Research found that the internal consistency of the LSAS is high, too. In a large study, LSAS scores were compared with scores for Total fear, Fear of social interaction, Fear of performance, Total avoidance, Avoidance of social interaction and Avoidance of performance. Scores for total fear and social interaction were extremely high with correlations of .94 and .92, respectively.

It was also found that phenelzine was associated with LSAS scores that had post-treatment scores with standard deviations at least half higher than patients in placebo treatment.

Safren and colleagues found that the relationship between social interactional anxiety and performance anxiety in their studies, showed high face validity but lacked construct validity. This study and others suggest the need for more research based on empirical approaches.

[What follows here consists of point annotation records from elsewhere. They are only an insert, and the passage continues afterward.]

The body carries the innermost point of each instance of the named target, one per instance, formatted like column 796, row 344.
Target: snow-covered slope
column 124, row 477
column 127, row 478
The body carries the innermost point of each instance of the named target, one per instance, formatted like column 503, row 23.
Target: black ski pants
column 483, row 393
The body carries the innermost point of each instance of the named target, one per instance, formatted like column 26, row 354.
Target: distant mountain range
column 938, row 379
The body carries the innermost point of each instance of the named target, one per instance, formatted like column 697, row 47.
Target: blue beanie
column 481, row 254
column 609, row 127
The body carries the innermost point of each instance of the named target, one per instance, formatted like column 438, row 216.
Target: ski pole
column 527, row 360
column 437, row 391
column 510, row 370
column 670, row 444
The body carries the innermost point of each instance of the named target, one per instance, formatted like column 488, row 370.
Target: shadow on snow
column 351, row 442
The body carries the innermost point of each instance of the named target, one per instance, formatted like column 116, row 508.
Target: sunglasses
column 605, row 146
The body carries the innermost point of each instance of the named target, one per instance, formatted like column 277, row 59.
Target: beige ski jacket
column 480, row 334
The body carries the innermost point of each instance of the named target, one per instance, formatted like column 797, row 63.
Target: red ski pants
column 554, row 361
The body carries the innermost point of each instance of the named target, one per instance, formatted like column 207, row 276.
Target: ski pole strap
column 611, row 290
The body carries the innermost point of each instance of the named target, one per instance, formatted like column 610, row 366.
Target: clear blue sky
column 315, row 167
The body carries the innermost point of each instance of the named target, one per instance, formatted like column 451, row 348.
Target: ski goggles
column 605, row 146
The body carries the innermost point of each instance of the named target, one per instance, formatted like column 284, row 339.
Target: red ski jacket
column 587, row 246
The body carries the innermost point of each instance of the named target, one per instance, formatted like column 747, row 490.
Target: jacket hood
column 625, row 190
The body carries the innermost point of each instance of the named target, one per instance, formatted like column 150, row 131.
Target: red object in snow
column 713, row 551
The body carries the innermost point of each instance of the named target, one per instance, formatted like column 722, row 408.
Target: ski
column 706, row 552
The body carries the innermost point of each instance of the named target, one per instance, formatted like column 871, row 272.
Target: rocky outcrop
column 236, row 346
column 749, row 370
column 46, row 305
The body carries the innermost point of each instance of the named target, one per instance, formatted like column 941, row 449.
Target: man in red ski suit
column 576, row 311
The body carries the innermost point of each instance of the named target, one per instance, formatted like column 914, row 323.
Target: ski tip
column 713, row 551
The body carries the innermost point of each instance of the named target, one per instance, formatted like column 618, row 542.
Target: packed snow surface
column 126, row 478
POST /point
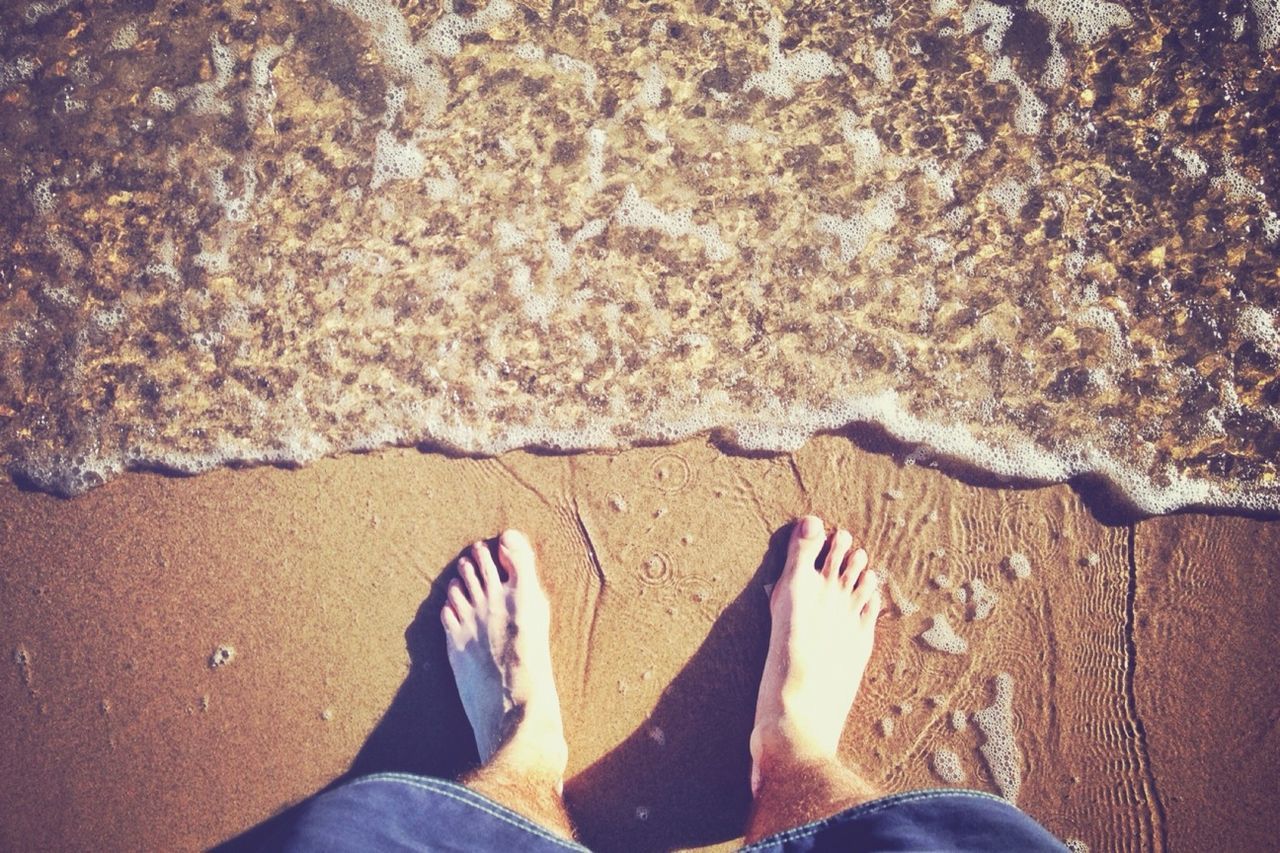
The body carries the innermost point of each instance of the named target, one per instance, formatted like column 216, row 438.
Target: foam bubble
column 205, row 99
column 1000, row 751
column 396, row 160
column 1258, row 327
column 1031, row 110
column 567, row 64
column 529, row 51
column 446, row 35
column 1010, row 195
column 882, row 67
column 1088, row 19
column 634, row 211
column 946, row 765
column 42, row 196
column 650, row 87
column 786, row 71
column 126, row 36
column 982, row 597
column 1266, row 14
column 996, row 21
column 1192, row 164
column 864, row 145
column 856, row 232
column 163, row 100
column 407, row 59
column 941, row 637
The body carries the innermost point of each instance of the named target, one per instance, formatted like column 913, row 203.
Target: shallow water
column 1040, row 237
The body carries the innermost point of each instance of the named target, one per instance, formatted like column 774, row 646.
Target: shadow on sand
column 680, row 780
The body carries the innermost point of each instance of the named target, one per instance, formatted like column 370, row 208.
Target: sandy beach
column 188, row 657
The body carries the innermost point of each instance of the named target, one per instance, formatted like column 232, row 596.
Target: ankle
column 778, row 749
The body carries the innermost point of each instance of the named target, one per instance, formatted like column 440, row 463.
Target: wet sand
column 1143, row 657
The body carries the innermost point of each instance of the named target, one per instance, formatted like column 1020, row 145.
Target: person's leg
column 498, row 641
column 823, row 621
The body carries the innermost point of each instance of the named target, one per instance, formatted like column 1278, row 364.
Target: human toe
column 516, row 553
column 853, row 571
column 836, row 553
column 807, row 539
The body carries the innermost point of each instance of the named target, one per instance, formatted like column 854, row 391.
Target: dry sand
column 1143, row 658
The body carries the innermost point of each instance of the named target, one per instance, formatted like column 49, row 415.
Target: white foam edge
column 786, row 429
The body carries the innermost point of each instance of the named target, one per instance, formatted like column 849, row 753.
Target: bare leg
column 819, row 643
column 498, row 641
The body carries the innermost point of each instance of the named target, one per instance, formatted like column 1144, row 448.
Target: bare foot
column 498, row 641
column 819, row 643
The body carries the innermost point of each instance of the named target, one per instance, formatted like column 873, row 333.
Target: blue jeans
column 406, row 812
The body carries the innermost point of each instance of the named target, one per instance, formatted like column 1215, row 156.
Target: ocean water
column 1041, row 237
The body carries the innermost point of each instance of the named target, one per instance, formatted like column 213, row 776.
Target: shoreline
column 653, row 556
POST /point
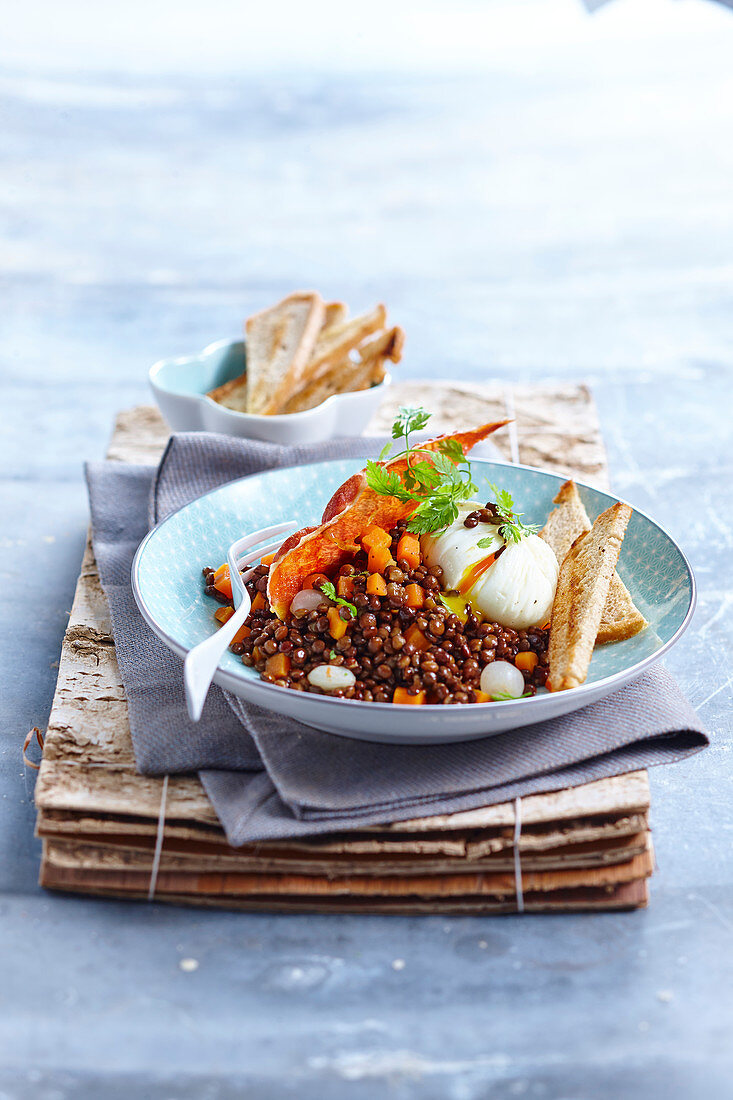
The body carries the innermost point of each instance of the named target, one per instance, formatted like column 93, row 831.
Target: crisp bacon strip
column 352, row 508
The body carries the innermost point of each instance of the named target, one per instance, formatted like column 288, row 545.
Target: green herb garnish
column 437, row 481
column 328, row 590
column 511, row 527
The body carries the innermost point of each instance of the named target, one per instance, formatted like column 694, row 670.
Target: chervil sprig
column 437, row 481
column 512, row 529
column 328, row 589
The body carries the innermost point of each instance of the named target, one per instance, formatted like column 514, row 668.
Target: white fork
column 203, row 660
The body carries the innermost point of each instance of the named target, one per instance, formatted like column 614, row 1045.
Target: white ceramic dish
column 166, row 579
column 181, row 386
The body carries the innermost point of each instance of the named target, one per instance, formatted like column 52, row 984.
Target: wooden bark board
column 88, row 767
column 477, row 884
column 95, row 856
column 347, row 853
column 582, row 900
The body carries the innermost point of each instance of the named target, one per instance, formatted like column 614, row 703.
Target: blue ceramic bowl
column 166, row 579
column 181, row 386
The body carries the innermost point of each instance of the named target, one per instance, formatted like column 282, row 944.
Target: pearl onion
column 500, row 678
column 331, row 677
column 307, row 601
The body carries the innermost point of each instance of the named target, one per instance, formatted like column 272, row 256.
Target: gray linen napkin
column 271, row 778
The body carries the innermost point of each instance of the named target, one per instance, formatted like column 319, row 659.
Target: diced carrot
column 277, row 666
column 415, row 595
column 408, row 549
column 402, row 695
column 375, row 585
column 336, row 624
column 223, row 615
column 375, row 536
column 380, row 558
column 222, row 581
column 415, row 637
column 314, row 580
column 345, row 586
column 526, row 661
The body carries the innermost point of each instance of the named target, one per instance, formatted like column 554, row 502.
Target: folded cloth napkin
column 271, row 778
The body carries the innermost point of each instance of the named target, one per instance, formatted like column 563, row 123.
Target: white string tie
column 159, row 840
column 517, row 858
column 514, row 438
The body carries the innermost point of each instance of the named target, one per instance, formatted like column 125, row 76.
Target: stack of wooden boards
column 304, row 350
column 588, row 847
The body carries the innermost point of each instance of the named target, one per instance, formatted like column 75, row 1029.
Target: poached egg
column 515, row 589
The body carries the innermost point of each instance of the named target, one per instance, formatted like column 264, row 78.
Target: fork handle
column 203, row 661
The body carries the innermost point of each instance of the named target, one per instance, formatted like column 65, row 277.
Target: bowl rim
column 263, row 691
column 276, row 418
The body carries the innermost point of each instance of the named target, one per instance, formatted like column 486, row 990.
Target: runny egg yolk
column 511, row 583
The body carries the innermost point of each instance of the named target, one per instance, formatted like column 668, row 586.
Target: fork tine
column 251, row 540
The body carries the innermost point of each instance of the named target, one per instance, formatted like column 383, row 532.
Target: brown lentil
column 374, row 646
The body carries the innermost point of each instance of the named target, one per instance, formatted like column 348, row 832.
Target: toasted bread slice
column 336, row 314
column 336, row 341
column 582, row 589
column 621, row 617
column 367, row 369
column 280, row 342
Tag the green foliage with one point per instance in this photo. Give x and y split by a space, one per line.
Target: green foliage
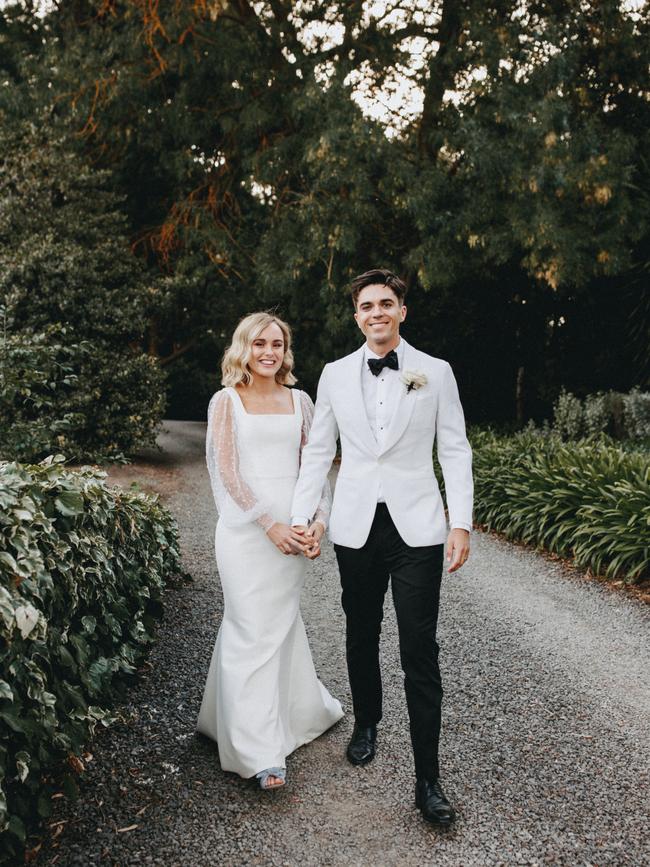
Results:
636 409
252 175
73 378
589 500
622 416
82 572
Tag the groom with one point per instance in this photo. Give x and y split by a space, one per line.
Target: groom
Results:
387 402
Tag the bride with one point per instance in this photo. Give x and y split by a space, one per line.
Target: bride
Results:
262 698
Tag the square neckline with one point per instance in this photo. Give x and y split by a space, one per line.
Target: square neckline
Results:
267 414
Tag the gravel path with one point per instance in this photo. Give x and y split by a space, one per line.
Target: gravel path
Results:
545 729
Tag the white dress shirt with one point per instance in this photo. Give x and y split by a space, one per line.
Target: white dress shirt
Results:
380 395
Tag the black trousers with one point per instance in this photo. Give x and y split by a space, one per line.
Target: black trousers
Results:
415 574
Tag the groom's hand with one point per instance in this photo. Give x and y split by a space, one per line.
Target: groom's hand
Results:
313 535
457 548
290 540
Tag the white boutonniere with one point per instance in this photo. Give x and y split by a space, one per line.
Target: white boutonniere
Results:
413 379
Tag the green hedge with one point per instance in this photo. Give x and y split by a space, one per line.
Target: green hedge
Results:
589 499
82 571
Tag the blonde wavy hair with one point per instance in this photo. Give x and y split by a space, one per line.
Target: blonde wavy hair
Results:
234 365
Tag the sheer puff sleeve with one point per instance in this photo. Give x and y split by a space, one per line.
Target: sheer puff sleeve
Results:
236 501
325 504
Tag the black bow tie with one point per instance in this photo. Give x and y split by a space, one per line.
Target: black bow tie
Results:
376 365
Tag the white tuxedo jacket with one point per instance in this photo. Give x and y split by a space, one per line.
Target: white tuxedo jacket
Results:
404 466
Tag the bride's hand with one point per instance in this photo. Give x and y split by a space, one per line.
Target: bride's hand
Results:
286 539
315 534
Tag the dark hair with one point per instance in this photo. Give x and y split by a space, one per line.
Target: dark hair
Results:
381 277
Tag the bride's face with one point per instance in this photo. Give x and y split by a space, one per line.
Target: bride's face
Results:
267 352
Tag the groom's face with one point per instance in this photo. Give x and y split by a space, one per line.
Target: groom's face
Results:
379 315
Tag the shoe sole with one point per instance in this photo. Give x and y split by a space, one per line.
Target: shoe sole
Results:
359 763
441 823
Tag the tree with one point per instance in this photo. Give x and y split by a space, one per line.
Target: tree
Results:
64 261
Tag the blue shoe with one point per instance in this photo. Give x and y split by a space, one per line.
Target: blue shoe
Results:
280 775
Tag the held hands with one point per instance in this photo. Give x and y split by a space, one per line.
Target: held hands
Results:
457 549
311 537
289 540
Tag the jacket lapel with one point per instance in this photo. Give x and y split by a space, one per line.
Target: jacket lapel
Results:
405 403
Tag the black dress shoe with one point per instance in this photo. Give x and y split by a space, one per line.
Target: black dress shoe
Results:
361 748
433 804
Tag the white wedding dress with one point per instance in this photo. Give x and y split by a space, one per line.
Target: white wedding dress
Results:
262 698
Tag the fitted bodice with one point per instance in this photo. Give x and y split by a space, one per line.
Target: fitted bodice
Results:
270 442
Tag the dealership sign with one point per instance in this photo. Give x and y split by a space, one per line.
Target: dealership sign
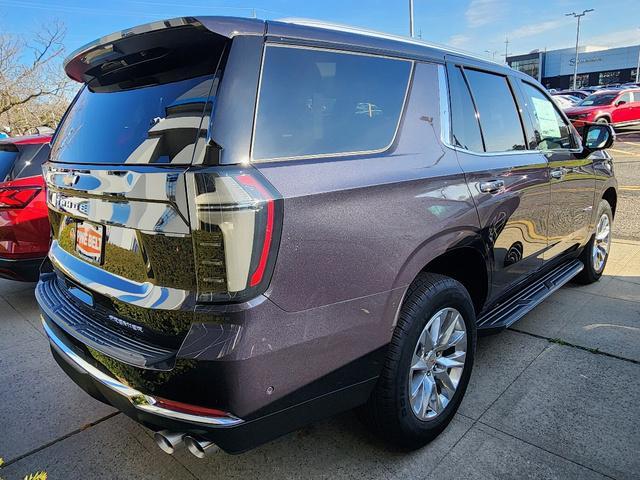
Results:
572 61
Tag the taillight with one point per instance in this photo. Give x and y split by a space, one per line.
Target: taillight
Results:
17 197
235 222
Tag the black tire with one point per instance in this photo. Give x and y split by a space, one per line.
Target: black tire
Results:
388 410
589 274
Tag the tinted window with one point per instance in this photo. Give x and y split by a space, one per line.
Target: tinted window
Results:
499 119
316 102
156 124
551 131
466 130
30 161
598 99
8 155
625 97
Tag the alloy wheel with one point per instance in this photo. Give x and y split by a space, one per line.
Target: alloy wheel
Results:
601 243
437 363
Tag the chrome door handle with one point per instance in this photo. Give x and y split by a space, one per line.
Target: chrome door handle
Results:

== LSAS self-report questionnaire==
The LSAS has been used as a self-report measure (LSAS-SR). Studies by Baker and colleagues have shown a high reliability and validity to the self-report questionnaire, consistent with the clinician-administered version of the LSAS, with the only exception being the fear subscale of performance situations. All subscales measures show high test-retest reliability. However, some differences did exist between clinician and the self-report measures. For a full discussion see Baker and Cox. Research has also established the structural validity and other metric qualities (i.e., internal reliability, test-retest) of the French adaptation of the LSAS-SR.

== LSAS for children and adolescents (LSAS-CA)==
Similarly to the regular LSAS, the LSAS-CA also has a clinician administered version of the rest and a self-report version (LSAS-CA-SR).
In the clinician administered version, subjects with social anxiety disorder had significantly higher LSAS-CA scores than subjects with other anxiety disorders and healthy controls. The study also showed high internal consistency and high test-retest reliability.
The self-report version of the Scale has been extensively tested on the Spanish population, with results high in validity and reliability. They also found significant differences in the scores for some sub-scales (total fear) between males and females. Recent studies have also established the structural validity of the French version of the test, including reliable internal consistency and other psychometric properties.